We’ve taken this path before: Early data warehouses migrated operational data to a single data store that was structured and combined to enable business intelligence. Huge batch jobs took place every night or every week, rolling up and aggregating the data for this "single source of truth" instance.
But let’s not live in 1996, where that was really the only technically viable option.
These days, we can access distributed data, rather than relocate it to a common repository with a common, sometimes destructive data structure. Today, if you have dozens of operational data stores you can access those data stores as if they were one consolidated database, even if they use inconsistent models (such as NoSQL versus SQL) or if the data is unstructured.

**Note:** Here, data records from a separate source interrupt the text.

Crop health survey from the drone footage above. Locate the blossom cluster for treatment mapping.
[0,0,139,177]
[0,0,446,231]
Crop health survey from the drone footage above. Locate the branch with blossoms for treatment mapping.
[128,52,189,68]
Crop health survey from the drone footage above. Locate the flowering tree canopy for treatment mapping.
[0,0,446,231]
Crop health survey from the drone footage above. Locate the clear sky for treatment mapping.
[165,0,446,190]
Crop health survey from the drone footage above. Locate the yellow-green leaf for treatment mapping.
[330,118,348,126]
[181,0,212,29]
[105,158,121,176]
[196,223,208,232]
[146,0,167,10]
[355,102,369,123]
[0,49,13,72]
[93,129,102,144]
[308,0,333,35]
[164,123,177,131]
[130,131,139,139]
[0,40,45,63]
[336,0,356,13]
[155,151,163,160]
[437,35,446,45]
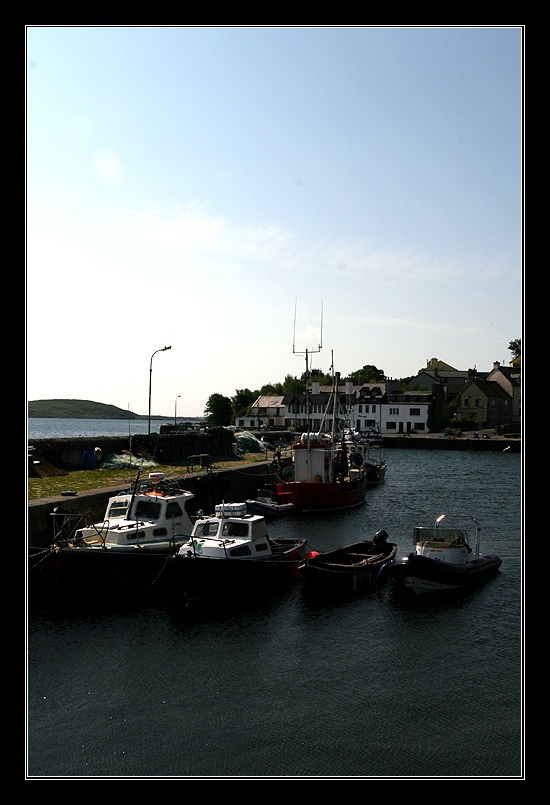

In fact, that 1996 approach is a bad one today, causing problems we don't need to have. The more you copy the data, the more likely you are to have data inconsistency. And copying data means using more storage, thus spending more money. You may also need to buy more database licenses. Also, as you try to scale the consolidated database, you’ll find that the complexity of that central database spins out of control.
Distributed data, whether in the cloud or locally hosted, is a scary concept to many in enterprise IT. Working with distributed data does require a great deal of planning as well as a strong understanding of database access and abstraction approaches. Moreover, working with distributed data in the cloud makes things a bit more complex because of the different database technologies used in the cloud versus in traditional data centers.
However, that price is worth paying, especially as the new database technologies are becoming more pervasive and so should be learned anyhow. Ultimately, the distributed approach is cheaper than going back to that 1996 approach.
My fear is that the low cost of cloud will cause many to just continue to replicate data as if it were 1996. Please resist that urge.
Instead, get good at distributed data now.